2. Apply patches and updates
Action depends on how you obtained the software:
- Applications with MSI or EXE installers: Check the vendor’s website for updated releases that bundle c-ares version 1.17.0 or later. If no update is available, contact the vendor with the CVE reference.
- Node.js installations: If you manage a specific Node version, consider upgrading to the latest LTS release, which no longer uses c-ares. For older Node installations that still depend on c-ares, you may need to replace the binary with a custom build (see step 3) or isolate the process from untrusted DNS.
- Windows Subsystem for Linux (WSL): If you run Linux applications under WSL, update your distribution’s packages: on Debian/Ubuntu, sudo apt update && sudo apt upgrade will pull in the patched libc-ares-dev and libc-ares2 packages if supported. On other WSL distros, use the native package manager.
3. Rebuild if you static-link c-ares
If your development team maintains an application that compiles c-ares directly into its binary, follow these steps:
- Grab the patched source from the c-ares repository (commit 1b98172b141fe874ad43e679e67506f9b2139043 or any later release tag).
- Recompile the library with the same flags and toolchain used previously. Ensure that your build process pulls in the corrected ares_parse_soa_reply.c.
- Re-run any existing fuzz tests—or, if you don’t have them, set up a quick fuzzing session with a tool like libFuzzer or AFL to validate that the vulnerable code path no longer triggers crashes.

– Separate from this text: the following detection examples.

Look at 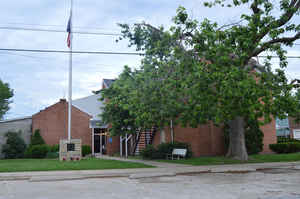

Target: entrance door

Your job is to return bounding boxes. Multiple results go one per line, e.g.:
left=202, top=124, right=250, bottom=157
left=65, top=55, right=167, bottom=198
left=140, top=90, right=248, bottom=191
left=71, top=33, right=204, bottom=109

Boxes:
left=94, top=135, right=100, bottom=153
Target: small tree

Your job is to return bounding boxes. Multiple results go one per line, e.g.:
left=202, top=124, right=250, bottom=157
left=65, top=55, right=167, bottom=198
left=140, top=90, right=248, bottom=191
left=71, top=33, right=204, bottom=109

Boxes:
left=30, top=129, right=45, bottom=146
left=0, top=79, right=13, bottom=119
left=2, top=131, right=26, bottom=159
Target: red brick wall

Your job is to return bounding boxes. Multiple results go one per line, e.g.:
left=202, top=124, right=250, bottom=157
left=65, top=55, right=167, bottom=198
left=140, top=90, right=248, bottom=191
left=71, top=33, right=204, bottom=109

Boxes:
left=32, top=100, right=92, bottom=146
left=153, top=120, right=276, bottom=157
left=288, top=117, right=300, bottom=138
left=107, top=136, right=120, bottom=155
left=153, top=124, right=225, bottom=157
left=261, top=119, right=277, bottom=153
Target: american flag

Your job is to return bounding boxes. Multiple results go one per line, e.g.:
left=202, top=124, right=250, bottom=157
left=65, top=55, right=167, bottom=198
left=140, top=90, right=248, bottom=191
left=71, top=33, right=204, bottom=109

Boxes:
left=67, top=14, right=72, bottom=48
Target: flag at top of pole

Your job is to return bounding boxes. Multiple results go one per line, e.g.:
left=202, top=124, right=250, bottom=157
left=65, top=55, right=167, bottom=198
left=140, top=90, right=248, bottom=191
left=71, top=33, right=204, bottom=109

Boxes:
left=67, top=0, right=73, bottom=141
left=67, top=10, right=72, bottom=48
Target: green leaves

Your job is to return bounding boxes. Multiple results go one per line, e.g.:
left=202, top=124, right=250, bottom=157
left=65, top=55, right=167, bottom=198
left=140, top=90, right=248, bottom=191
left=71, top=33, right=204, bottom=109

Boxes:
left=103, top=0, right=299, bottom=139
left=0, top=79, right=13, bottom=119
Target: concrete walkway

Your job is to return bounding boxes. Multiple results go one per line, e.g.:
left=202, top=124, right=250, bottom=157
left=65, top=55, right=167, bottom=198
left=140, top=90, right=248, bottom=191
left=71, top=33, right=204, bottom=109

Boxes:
left=0, top=157, right=300, bottom=182
left=97, top=155, right=190, bottom=168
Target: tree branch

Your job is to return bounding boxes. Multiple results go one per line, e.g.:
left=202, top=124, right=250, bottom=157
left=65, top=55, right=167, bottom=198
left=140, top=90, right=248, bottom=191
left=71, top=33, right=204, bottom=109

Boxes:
left=251, top=32, right=300, bottom=57
left=255, top=0, right=300, bottom=42
left=251, top=0, right=261, bottom=14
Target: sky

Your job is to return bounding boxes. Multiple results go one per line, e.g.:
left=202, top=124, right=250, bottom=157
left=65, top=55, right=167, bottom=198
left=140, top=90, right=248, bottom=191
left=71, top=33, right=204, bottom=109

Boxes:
left=0, top=0, right=300, bottom=119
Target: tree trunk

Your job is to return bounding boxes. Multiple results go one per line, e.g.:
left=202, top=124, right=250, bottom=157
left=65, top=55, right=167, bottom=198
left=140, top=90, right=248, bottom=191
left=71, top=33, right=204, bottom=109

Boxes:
left=226, top=117, right=248, bottom=161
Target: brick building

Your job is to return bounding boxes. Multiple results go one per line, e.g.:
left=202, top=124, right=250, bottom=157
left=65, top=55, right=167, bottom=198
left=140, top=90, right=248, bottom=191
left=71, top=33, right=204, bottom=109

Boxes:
left=103, top=80, right=277, bottom=157
left=288, top=117, right=300, bottom=140
left=32, top=79, right=276, bottom=157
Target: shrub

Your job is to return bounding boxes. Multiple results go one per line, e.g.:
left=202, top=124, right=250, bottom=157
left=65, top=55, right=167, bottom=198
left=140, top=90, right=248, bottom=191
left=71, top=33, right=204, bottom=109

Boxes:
left=269, top=142, right=300, bottom=153
left=140, top=144, right=157, bottom=159
left=25, top=144, right=50, bottom=158
left=2, top=131, right=26, bottom=159
left=81, top=145, right=92, bottom=156
left=50, top=144, right=59, bottom=152
left=30, top=129, right=45, bottom=145
left=46, top=151, right=59, bottom=159
left=224, top=120, right=264, bottom=155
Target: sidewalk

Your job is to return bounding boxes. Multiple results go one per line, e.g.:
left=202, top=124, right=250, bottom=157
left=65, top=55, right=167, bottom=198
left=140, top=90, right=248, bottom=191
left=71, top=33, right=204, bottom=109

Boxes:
left=0, top=157, right=300, bottom=182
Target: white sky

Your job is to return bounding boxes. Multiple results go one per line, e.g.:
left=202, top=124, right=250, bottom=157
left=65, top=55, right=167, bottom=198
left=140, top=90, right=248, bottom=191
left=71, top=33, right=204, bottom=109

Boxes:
left=0, top=0, right=300, bottom=119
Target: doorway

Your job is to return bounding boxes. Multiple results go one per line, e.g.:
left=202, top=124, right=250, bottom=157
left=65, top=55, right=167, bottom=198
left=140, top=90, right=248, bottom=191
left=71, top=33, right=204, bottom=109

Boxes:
left=94, top=128, right=107, bottom=154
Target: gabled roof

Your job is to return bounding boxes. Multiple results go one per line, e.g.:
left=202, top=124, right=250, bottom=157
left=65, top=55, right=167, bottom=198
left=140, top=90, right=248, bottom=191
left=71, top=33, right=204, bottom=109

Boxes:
left=0, top=116, right=32, bottom=123
left=72, top=93, right=104, bottom=120
left=103, top=79, right=116, bottom=88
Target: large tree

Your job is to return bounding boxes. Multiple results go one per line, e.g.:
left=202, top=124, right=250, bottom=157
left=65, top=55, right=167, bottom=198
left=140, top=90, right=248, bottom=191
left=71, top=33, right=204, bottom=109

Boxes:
left=0, top=79, right=13, bottom=119
left=102, top=0, right=300, bottom=160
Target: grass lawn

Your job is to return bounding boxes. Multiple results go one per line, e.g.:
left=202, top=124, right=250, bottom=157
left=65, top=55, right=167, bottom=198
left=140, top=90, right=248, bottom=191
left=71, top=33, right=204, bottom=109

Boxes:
left=0, top=158, right=153, bottom=172
left=158, top=153, right=300, bottom=166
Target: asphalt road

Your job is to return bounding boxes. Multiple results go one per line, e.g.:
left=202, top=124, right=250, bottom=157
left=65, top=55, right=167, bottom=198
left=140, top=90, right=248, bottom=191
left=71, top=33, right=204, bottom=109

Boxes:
left=0, top=169, right=300, bottom=199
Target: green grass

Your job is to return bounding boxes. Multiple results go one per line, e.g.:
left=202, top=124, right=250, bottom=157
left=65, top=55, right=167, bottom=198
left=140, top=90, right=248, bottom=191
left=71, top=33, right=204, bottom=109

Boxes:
left=0, top=158, right=153, bottom=172
left=158, top=153, right=300, bottom=166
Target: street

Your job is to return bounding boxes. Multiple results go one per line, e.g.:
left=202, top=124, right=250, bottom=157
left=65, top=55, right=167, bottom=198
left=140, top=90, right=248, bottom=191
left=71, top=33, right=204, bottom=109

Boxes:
left=0, top=168, right=300, bottom=199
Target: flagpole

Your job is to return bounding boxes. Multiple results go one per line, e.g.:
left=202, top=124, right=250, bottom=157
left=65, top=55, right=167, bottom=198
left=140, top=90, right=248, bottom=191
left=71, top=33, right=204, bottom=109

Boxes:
left=68, top=0, right=73, bottom=141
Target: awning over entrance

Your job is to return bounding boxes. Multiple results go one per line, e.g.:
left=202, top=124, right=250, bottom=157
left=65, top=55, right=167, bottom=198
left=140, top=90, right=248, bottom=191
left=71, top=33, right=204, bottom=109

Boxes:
left=90, top=119, right=108, bottom=129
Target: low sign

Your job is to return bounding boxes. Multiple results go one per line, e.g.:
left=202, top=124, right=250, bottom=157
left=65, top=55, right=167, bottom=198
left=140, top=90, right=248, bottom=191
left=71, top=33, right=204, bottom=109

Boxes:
left=293, top=129, right=300, bottom=140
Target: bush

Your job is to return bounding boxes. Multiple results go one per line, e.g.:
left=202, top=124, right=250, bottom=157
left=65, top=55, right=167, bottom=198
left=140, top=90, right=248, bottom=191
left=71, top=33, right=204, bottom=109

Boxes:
left=140, top=144, right=157, bottom=159
left=81, top=145, right=92, bottom=156
left=50, top=144, right=59, bottom=152
left=25, top=144, right=50, bottom=158
left=30, top=129, right=45, bottom=145
left=46, top=151, right=59, bottom=159
left=2, top=131, right=26, bottom=159
left=224, top=120, right=264, bottom=155
left=140, top=142, right=193, bottom=159
left=269, top=142, right=300, bottom=153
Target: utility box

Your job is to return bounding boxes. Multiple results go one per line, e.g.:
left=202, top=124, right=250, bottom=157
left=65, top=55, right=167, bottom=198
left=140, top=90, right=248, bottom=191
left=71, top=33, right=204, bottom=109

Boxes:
left=59, top=139, right=82, bottom=161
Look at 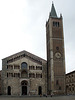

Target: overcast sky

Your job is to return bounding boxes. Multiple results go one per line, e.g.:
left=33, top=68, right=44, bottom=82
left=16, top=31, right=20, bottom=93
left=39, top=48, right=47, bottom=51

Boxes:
left=0, top=0, right=75, bottom=72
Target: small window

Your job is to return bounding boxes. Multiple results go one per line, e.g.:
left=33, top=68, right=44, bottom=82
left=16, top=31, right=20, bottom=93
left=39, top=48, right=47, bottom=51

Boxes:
left=29, top=73, right=35, bottom=78
left=21, top=62, right=27, bottom=69
left=36, top=74, right=42, bottom=78
left=59, top=86, right=61, bottom=90
left=56, top=80, right=59, bottom=85
left=29, top=66, right=35, bottom=70
left=56, top=47, right=59, bottom=50
left=36, top=66, right=42, bottom=70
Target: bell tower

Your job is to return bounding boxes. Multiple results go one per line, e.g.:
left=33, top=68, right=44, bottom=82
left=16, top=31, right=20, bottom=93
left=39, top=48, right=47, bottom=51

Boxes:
left=46, top=3, right=65, bottom=94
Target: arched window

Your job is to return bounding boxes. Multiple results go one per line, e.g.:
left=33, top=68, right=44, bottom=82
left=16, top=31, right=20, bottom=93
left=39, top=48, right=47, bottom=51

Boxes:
left=38, top=86, right=42, bottom=95
left=8, top=86, right=11, bottom=95
left=21, top=70, right=28, bottom=78
left=21, top=62, right=27, bottom=69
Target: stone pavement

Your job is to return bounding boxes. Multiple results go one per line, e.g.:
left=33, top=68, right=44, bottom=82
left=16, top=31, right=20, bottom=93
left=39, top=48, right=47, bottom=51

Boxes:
left=0, top=95, right=75, bottom=100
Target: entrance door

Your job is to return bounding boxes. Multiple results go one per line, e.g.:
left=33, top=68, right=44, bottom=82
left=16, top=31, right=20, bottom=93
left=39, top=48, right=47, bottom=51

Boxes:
left=8, top=86, right=11, bottom=95
left=22, top=86, right=27, bottom=95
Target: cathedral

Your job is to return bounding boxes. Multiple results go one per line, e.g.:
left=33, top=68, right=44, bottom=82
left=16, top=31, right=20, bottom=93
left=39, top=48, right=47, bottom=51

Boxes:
left=1, top=3, right=65, bottom=96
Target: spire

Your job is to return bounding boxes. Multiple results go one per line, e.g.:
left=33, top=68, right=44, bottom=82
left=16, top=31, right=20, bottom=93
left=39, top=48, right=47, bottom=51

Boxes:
left=50, top=1, right=57, bottom=18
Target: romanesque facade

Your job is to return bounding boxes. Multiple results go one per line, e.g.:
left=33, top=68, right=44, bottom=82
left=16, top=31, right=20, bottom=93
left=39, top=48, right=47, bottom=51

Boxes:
left=66, top=71, right=75, bottom=95
left=2, top=51, right=47, bottom=95
left=1, top=4, right=65, bottom=95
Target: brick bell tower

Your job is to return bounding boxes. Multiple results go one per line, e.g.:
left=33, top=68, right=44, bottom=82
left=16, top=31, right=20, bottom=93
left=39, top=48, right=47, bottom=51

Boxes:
left=46, top=3, right=65, bottom=94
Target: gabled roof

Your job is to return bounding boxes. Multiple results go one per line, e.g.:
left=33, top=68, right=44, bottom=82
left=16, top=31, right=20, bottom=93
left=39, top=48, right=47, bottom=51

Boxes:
left=50, top=3, right=57, bottom=18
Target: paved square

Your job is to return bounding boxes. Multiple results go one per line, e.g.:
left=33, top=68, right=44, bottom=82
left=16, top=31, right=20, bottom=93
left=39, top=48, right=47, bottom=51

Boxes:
left=0, top=96, right=75, bottom=100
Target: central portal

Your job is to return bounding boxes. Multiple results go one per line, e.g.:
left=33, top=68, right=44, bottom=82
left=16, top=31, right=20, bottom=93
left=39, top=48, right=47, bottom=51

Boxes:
left=21, top=81, right=28, bottom=95
left=22, top=86, right=27, bottom=95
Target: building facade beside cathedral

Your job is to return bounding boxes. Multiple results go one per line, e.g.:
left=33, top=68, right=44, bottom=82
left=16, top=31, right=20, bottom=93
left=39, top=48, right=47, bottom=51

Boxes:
left=1, top=4, right=65, bottom=95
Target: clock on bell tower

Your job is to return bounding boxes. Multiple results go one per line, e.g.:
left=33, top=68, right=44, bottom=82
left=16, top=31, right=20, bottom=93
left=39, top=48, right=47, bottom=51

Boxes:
left=46, top=3, right=65, bottom=94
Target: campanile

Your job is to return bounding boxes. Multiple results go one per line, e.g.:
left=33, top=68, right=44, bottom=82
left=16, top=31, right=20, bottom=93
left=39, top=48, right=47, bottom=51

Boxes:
left=46, top=3, right=65, bottom=94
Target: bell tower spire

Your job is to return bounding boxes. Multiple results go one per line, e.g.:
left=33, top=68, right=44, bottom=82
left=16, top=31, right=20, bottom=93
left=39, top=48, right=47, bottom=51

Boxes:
left=46, top=2, right=65, bottom=94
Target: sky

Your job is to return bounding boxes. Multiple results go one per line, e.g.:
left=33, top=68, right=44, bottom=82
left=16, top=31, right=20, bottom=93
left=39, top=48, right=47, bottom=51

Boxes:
left=0, top=0, right=75, bottom=73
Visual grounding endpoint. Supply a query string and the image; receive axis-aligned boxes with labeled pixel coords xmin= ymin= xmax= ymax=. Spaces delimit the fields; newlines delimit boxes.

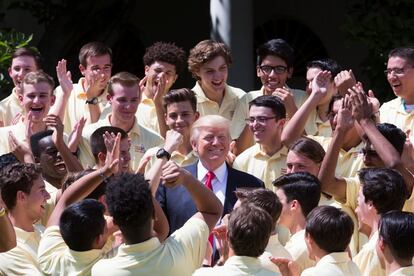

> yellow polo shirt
xmin=38 ymin=179 xmax=58 ymax=226
xmin=354 ymin=230 xmax=386 ymax=276
xmin=388 ymin=265 xmax=414 ymax=276
xmin=0 ymin=226 xmax=43 ymax=275
xmin=145 ymin=147 xmax=198 ymax=172
xmin=38 ymin=225 xmax=112 ymax=276
xmin=193 ymin=256 xmax=280 ymax=276
xmin=192 ymin=82 xmax=246 ymax=120
xmin=0 ymin=88 xmax=24 ymax=126
xmin=92 ymin=218 xmax=210 ymax=276
xmin=0 ymin=120 xmax=28 ymax=155
xmin=230 ymin=87 xmax=308 ymax=139
xmin=259 ymin=234 xmax=292 ymax=272
xmin=136 ymin=93 xmax=160 ymax=133
xmin=233 ymin=143 xmax=288 ymax=190
xmin=307 ymin=135 xmax=364 ymax=177
xmin=54 ymin=78 xmax=108 ymax=134
xmin=285 ymin=229 xmax=315 ymax=272
xmin=380 ymin=97 xmax=414 ymax=141
xmin=301 ymin=252 xmax=361 ymax=276
xmin=79 ymin=114 xmax=164 ymax=171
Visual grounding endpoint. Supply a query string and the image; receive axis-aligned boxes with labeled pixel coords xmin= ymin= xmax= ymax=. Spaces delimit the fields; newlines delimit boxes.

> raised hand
xmin=348 ymin=85 xmax=373 ymax=122
xmin=56 ymin=59 xmax=73 ymax=94
xmin=335 ymin=95 xmax=354 ymax=132
xmin=43 ymin=114 xmax=64 ymax=148
xmin=311 ymin=71 xmax=331 ymax=99
xmin=161 ymin=161 xmax=187 ymax=187
xmin=334 ymin=69 xmax=356 ymax=95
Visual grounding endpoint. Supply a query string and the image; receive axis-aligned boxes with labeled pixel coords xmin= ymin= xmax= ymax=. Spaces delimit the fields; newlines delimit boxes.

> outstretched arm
xmin=318 ymin=96 xmax=354 ymax=201
xmin=0 ymin=205 xmax=16 ymax=252
xmin=349 ymin=87 xmax=414 ymax=195
xmin=47 ymin=134 xmax=121 ymax=227
xmin=282 ymin=71 xmax=331 ymax=146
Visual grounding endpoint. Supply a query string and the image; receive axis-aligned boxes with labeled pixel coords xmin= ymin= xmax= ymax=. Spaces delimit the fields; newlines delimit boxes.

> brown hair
xmin=12 ymin=47 xmax=41 ymax=69
xmin=21 ymin=70 xmax=55 ymax=94
xmin=0 ymin=163 xmax=42 ymax=210
xmin=236 ymin=188 xmax=282 ymax=229
xmin=227 ymin=204 xmax=273 ymax=257
xmin=188 ymin=40 xmax=233 ymax=80
xmin=108 ymin=72 xmax=140 ymax=96
xmin=289 ymin=137 xmax=325 ymax=164
xmin=79 ymin=41 xmax=112 ymax=68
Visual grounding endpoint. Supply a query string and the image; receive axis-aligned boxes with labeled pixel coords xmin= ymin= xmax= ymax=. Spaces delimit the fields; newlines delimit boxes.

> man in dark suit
xmin=156 ymin=115 xmax=264 ymax=233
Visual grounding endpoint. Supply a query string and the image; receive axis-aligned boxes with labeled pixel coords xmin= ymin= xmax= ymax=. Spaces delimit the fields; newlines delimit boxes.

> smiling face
xmin=9 ymin=56 xmax=38 ymax=90
xmin=79 ymin=54 xmax=112 ymax=90
xmin=387 ymin=56 xmax=414 ymax=101
xmin=145 ymin=61 xmax=178 ymax=92
xmin=191 ymin=126 xmax=230 ymax=171
xmin=19 ymin=82 xmax=55 ymax=123
xmin=256 ymin=56 xmax=292 ymax=94
xmin=165 ymin=101 xmax=199 ymax=137
xmin=39 ymin=136 xmax=67 ymax=179
xmin=196 ymin=56 xmax=228 ymax=94
xmin=249 ymin=105 xmax=284 ymax=145
xmin=109 ymin=83 xmax=140 ymax=124
xmin=23 ymin=175 xmax=50 ymax=222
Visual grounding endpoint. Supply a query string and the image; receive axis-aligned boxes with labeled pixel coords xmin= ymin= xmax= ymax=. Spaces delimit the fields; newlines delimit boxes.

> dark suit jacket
xmin=156 ymin=163 xmax=264 ymax=234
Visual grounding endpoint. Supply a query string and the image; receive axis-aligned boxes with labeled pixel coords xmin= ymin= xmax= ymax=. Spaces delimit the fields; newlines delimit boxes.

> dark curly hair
xmin=106 ymin=173 xmax=154 ymax=241
xmin=143 ymin=42 xmax=186 ymax=74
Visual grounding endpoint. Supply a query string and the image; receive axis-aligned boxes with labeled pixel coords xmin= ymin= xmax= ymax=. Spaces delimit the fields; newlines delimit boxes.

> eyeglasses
xmin=361 ymin=149 xmax=378 ymax=156
xmin=246 ymin=116 xmax=276 ymax=124
xmin=384 ymin=67 xmax=411 ymax=77
xmin=259 ymin=65 xmax=287 ymax=75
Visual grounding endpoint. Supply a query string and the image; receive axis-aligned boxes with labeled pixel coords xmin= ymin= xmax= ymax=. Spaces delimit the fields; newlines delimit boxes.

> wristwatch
xmin=85 ymin=97 xmax=99 ymax=104
xmin=155 ymin=148 xmax=171 ymax=161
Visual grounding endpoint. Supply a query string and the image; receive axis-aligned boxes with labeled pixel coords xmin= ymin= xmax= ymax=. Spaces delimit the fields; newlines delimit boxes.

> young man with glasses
xmin=380 ymin=47 xmax=414 ymax=140
xmin=230 ymin=39 xmax=307 ymax=153
xmin=233 ymin=95 xmax=288 ymax=189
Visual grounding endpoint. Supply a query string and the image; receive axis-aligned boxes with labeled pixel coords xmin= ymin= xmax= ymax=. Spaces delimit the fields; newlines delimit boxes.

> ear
xmin=277 ymin=118 xmax=286 ymax=128
xmin=17 ymin=93 xmax=23 ymax=105
xmin=16 ymin=191 xmax=27 ymax=203
xmin=194 ymin=111 xmax=200 ymax=121
xmin=98 ymin=152 xmax=106 ymax=163
xmin=50 ymin=95 xmax=56 ymax=106
xmin=256 ymin=65 xmax=262 ymax=78
xmin=190 ymin=139 xmax=198 ymax=153
xmin=288 ymin=67 xmax=293 ymax=79
xmin=79 ymin=64 xmax=86 ymax=76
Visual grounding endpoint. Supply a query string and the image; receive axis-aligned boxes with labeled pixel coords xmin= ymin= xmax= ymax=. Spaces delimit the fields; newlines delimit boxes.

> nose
xmin=43 ymin=190 xmax=50 ymax=200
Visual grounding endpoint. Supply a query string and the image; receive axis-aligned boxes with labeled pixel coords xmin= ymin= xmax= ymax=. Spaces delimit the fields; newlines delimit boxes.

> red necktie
xmin=206 ymin=171 xmax=216 ymax=246
xmin=206 ymin=171 xmax=216 ymax=191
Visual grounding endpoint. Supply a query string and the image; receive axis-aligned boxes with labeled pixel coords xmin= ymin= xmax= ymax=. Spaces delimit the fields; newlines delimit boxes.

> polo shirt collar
xmin=118 ymin=237 xmax=161 ymax=255
xmin=318 ymin=252 xmax=351 ymax=264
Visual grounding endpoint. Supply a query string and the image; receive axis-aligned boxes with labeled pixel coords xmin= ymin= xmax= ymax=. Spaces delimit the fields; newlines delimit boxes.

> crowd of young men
xmin=0 ymin=39 xmax=414 ymax=276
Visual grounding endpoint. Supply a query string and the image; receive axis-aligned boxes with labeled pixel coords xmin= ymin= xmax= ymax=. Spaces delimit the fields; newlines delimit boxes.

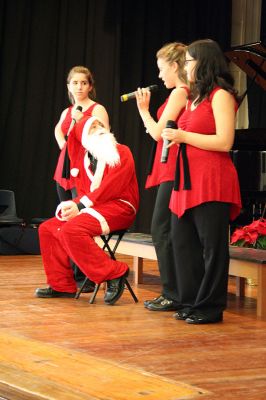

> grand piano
xmin=225 ymin=42 xmax=266 ymax=228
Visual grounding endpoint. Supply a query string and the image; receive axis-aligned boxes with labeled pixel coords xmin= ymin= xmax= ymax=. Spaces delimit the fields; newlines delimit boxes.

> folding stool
xmin=75 ymin=229 xmax=138 ymax=304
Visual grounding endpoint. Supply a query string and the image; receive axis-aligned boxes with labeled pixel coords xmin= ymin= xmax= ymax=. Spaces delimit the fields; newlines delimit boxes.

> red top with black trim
xmin=170 ymin=87 xmax=241 ymax=220
xmin=145 ymin=86 xmax=188 ymax=189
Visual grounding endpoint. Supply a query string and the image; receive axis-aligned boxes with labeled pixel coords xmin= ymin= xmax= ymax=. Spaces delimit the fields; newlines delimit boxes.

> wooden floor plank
xmin=0 ymin=333 xmax=204 ymax=400
xmin=0 ymin=256 xmax=266 ymax=400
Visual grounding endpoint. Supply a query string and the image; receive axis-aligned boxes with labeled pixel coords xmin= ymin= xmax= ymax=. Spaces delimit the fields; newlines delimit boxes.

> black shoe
xmin=35 ymin=287 xmax=76 ymax=298
xmin=104 ymin=270 xmax=129 ymax=305
xmin=173 ymin=310 xmax=189 ymax=321
xmin=143 ymin=294 xmax=165 ymax=307
xmin=186 ymin=313 xmax=223 ymax=325
xmin=147 ymin=298 xmax=180 ymax=311
xmin=77 ymin=279 xmax=95 ymax=293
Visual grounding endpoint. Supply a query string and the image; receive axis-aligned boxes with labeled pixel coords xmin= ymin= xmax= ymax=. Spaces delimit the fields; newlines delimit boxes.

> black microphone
xmin=62 ymin=106 xmax=82 ymax=179
xmin=120 ymin=85 xmax=158 ymax=102
xmin=161 ymin=119 xmax=177 ymax=163
xmin=66 ymin=106 xmax=82 ymax=136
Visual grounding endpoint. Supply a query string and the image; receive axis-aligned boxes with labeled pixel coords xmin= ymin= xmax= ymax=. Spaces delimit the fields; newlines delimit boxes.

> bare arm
xmin=136 ymin=88 xmax=187 ymax=141
xmin=162 ymin=89 xmax=235 ymax=152
xmin=92 ymin=104 xmax=110 ymax=129
xmin=54 ymin=109 xmax=68 ymax=150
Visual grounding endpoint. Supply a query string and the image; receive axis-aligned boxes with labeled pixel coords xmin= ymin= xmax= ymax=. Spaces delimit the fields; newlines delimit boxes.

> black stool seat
xmin=75 ymin=229 xmax=138 ymax=304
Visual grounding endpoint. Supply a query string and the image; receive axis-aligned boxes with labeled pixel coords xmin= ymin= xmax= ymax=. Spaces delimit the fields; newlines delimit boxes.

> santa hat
xmin=70 ymin=116 xmax=104 ymax=178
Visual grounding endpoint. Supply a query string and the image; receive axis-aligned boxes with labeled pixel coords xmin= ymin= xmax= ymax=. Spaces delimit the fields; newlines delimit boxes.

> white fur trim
xmin=119 ymin=199 xmax=137 ymax=214
xmin=84 ymin=152 xmax=106 ymax=192
xmin=81 ymin=116 xmax=104 ymax=150
xmin=55 ymin=200 xmax=73 ymax=221
xmin=79 ymin=196 xmax=93 ymax=207
xmin=70 ymin=168 xmax=79 ymax=178
xmin=80 ymin=208 xmax=110 ymax=235
xmin=90 ymin=160 xmax=106 ymax=192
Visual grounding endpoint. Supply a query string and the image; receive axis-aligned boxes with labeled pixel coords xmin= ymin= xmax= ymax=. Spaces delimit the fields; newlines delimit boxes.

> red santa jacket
xmin=69 ymin=118 xmax=139 ymax=213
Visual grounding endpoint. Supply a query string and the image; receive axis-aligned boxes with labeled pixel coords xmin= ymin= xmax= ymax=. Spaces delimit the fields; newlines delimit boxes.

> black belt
xmin=147 ymin=140 xmax=157 ymax=175
xmin=174 ymin=143 xmax=191 ymax=191
xmin=62 ymin=141 xmax=70 ymax=179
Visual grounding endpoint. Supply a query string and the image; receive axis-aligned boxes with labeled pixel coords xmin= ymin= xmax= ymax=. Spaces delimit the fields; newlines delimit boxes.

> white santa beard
xmin=86 ymin=129 xmax=120 ymax=167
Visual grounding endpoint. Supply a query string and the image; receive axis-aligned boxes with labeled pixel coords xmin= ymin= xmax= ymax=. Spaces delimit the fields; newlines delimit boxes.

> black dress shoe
xmin=143 ymin=294 xmax=165 ymax=307
xmin=35 ymin=287 xmax=76 ymax=298
xmin=77 ymin=279 xmax=95 ymax=293
xmin=186 ymin=313 xmax=223 ymax=325
xmin=173 ymin=310 xmax=189 ymax=321
xmin=104 ymin=270 xmax=129 ymax=305
xmin=147 ymin=298 xmax=180 ymax=311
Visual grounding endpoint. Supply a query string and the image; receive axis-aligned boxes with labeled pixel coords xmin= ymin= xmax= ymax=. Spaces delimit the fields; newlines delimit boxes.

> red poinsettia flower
xmin=230 ymin=218 xmax=266 ymax=248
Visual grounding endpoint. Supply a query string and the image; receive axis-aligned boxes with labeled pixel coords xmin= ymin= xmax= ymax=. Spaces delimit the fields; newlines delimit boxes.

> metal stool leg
xmin=75 ymin=277 xmax=89 ymax=299
xmin=75 ymin=230 xmax=138 ymax=304
xmin=89 ymin=283 xmax=101 ymax=304
xmin=125 ymin=279 xmax=138 ymax=303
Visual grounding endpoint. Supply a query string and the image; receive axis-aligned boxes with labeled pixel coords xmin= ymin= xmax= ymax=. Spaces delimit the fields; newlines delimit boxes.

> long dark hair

- Re-sign and redeploy the rebuilt binaries to all affected endpoints.
4. Harden monitoring and restrict DNS exposure
While patches roll out, reduce the attack surface:
- Limit upstream DNS servers: Configure your network firewalls to allow DNS queries (UDP/TCP port 53) only to trusted resolvers you control. This prevents attackers from easily injecting malicious replies into your clients.
- Monitor for crashes: Set up alerting for any sudden increase in application crashes in your environment. On Windows, enable Application event logging for crashing processes and aggregate logs to a SIEM. Look for faulting module names that include “c-ares” or access violations in ares_parse_soa_reply.
- Use process mitigation policies: On Windows 10 and later, apply Exploit Protection settings to critical applications: enable Data Execution Prevention (DEP), force ASLR, and consider running the application in a restricted job object that limits child process creation and memory allocation.
Outlook: Why Parser Bugs Demand Better Supply Chain Hygiene
CVE-2020-22217 is a reminder that even a library smaller than a megabyte can become a single point of failure across thousands of products. The fix itself was trivial—one bounds check—but the real work lies in ensuring that the patched code reaches every embedded instance. Because c-ares is so frequently statically linked, the vulnerability will likely persist in legacy device firmware and older desktop applications for years.
For developers, the lesson is clear: treat parsers as hostile territory and invest in continuous fuzzing. For administrators, it’s time to demand SBOMs from vendors and to build inventory systems that track not just top-level applications but their transitive dependencies. Until then, a single malicious DNS packet will remain a cheap and effective way to disrupt business-critical software.